Mit seinem Vorhaben nähert Zuckerberg sich nunmehr an Trump und seine Partei an. Sie hatten seit Jahren behauptet, dass bei Meta "konservative Ansichten" unterdrückt würden, Trump hatte Facebook im Wahlkampf sogar als "Feind des Volkes" bezeichnet. Trump sieht Metas Kurswechsel aufgrund seiner Drohung, Zuckerberg würde den Rest des Lebens im Gefängnis verbringen, wenn man zu dem Schluss komme, dass Meta in den Wahlkampf eingreife, als seinen Verdienst an. Passend zum bevorstehenden Machtwechsel in Washington ernannte Meta Joel Kaplan, einen ehemaligen Mitarbeiter des republikanischen Ex-Präsidenten George W. Bush, zum neuen Politik-Chef. Und: Die Moderationsteams werden aus dem liberalen Kalifornien ins konservative Texas verlagert.

"Die EU wird sich das genau anschauen"

Bundesdigitalminister Volker Wissing (parteilos) sagte am Rande der Technikmesse CES in Las Vegas, er vertraue und setze darauf, dass die EU-Kommission sich das Vorgehen von Meta "genau anschaut, es streng prüft und gegebenenfalls die notwendigen Maßnahmen einleitet". Er habe in dieser Sache schon einen Austausch mit der neuen EU-Kommissarin Henna Virkkunen. "Ich weiß, dass sie diese Fragen sehr ernst nimmt, und sie hat meine volle Unterstützung und mein Vertrauen."

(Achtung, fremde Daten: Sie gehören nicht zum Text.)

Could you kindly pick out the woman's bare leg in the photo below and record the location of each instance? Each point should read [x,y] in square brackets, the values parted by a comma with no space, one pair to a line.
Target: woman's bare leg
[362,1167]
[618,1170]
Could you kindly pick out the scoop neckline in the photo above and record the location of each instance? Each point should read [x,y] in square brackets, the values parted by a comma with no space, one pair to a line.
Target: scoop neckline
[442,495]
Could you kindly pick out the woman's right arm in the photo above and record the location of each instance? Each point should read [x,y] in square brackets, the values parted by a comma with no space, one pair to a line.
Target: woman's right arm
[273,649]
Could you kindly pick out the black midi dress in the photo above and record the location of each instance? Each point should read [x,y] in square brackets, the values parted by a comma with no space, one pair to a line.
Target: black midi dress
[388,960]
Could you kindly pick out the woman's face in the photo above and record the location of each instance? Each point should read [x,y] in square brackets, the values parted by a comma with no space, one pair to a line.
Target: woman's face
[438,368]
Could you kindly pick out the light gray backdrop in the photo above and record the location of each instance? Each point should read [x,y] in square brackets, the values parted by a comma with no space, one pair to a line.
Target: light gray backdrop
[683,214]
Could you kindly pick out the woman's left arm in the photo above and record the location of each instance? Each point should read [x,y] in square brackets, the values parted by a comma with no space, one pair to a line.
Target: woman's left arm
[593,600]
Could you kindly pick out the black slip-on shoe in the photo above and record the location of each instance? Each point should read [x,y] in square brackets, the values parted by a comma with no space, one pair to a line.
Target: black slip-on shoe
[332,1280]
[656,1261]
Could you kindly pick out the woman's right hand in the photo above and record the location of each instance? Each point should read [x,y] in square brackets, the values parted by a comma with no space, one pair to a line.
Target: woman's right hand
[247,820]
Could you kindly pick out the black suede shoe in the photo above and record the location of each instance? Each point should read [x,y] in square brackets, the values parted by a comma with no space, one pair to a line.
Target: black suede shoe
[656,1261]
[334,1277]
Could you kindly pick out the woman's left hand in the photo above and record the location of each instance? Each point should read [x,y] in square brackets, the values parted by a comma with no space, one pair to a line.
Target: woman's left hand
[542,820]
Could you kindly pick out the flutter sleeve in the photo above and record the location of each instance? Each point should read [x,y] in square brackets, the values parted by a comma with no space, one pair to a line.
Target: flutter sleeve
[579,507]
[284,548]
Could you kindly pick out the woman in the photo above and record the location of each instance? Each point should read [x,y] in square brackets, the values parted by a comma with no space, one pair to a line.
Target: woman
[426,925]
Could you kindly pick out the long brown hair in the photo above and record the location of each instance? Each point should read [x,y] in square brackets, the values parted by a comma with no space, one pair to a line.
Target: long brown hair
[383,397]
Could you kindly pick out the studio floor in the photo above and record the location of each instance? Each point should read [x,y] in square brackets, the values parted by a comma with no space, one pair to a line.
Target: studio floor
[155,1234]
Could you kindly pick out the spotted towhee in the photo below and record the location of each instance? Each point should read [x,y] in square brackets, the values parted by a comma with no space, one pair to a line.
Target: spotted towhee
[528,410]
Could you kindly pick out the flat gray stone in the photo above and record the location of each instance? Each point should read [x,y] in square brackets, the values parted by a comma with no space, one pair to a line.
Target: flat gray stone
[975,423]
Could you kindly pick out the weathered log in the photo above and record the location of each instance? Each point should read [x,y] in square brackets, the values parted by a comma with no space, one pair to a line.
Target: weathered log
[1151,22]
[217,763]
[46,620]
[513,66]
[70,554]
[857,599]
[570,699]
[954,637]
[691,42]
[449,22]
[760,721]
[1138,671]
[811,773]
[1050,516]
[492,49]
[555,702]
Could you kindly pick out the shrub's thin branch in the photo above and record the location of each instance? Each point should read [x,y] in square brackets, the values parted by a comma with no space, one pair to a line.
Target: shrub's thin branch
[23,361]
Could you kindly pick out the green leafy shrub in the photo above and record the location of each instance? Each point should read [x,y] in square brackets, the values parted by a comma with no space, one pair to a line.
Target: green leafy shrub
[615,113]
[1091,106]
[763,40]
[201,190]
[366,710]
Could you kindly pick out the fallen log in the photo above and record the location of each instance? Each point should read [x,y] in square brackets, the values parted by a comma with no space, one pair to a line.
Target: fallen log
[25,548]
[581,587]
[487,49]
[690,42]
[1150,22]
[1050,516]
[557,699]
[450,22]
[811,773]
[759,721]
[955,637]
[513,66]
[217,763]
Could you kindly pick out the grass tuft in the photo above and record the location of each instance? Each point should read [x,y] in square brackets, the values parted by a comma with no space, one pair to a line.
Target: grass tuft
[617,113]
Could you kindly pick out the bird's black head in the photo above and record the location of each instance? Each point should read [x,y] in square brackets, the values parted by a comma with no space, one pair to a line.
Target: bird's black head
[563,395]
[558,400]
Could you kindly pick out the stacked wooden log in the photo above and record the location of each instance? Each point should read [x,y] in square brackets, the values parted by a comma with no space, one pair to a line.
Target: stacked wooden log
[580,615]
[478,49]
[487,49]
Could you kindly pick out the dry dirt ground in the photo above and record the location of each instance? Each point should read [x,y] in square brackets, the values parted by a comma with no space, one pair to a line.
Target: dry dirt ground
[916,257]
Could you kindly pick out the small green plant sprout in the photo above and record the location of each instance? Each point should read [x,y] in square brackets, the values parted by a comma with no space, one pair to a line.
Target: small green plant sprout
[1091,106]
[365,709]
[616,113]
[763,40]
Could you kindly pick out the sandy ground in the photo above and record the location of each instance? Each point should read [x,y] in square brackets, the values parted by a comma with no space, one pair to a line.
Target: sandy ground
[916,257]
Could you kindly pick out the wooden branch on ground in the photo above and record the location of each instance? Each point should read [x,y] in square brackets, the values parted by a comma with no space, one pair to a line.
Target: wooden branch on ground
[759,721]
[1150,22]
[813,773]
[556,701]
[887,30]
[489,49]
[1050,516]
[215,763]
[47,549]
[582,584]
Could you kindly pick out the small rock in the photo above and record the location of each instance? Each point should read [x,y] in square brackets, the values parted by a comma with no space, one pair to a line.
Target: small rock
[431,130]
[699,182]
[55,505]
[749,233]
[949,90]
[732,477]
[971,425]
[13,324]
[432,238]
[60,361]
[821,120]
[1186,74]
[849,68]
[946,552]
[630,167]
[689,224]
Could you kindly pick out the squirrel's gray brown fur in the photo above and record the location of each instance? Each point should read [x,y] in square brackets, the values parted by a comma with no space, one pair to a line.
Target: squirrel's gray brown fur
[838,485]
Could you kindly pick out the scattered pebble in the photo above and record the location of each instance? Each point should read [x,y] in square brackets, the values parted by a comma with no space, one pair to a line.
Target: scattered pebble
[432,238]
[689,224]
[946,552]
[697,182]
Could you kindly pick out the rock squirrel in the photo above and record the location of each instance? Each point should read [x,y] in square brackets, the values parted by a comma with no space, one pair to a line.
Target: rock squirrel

Meta hat in Europa jedenfalls juristisch betrachtet nicht viel Spielraum, eine Kehrtwende wie in den USA umzusetzen. Der Digital Services Act (DSA) bindet gerade großen Konzernen die Hände. Danach sind Online-Plattformen umfangreich für die bei ihnen veröffentlichten Beiträge, Posts und Inhalte verantwortlich.

dpa/eh/LTO-Redaktion

Zitiervorschlag

Facebook-Chef Zuckerberg verkündet Kehrtwende: . In: Legal Tribune Online, 08.01.2025 , https://www.lto.de/persistent/a_id/56284 (abgerufen am: 08.02.2025 )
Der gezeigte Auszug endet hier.